9. The method for searching for the intelligent agent target based on the scene prior as claimed in claim 1, wherein the step S7 specifically includes:

s71: constructing a reward and punishment function:

s72: and inputting the fusion characteristic vector Q into a deep convolutional neural network with initial weight, simulating a navigation strategy of a human expert by a machine to obtain demonstration experience, storing the demonstration experience into an initialized experience pool, initializing a value network J by using random weight values, initializing a target network J' into a current value network, and cycling each event to obtain an optimal value network J.

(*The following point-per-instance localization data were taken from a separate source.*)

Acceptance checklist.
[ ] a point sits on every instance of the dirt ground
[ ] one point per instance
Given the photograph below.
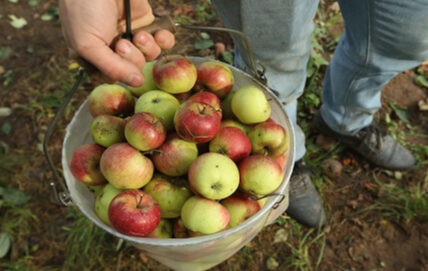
(367, 229)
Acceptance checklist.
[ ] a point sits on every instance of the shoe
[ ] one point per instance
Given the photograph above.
(373, 144)
(305, 203)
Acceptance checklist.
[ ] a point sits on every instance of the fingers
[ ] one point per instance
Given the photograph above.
(114, 65)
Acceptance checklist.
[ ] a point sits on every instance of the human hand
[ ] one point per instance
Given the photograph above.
(90, 27)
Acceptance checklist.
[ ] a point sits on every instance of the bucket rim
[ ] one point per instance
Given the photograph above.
(177, 242)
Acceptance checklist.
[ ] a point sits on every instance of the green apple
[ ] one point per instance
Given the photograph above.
(149, 83)
(250, 106)
(107, 130)
(163, 230)
(240, 208)
(161, 104)
(170, 194)
(214, 176)
(260, 175)
(102, 201)
(204, 215)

10. The method of claim 9, wherein the training process of the value network in S72 specifically comprises:

wherein a is _t For the action taken at the next moment, a reward R (t, a) is obtained from the action taken, and the next state S _t Storing the updated reported values and status into an experience pool, each time after a presetUpdating the experience pool once by the number of steps, and updating the current value network through a gradient descent algorithm until the robot reaches the final state and exceeds the set maximum time t _max 200 actions; otherwise, updating the current network to the target network, and obtaining a value network J after the training times are reached.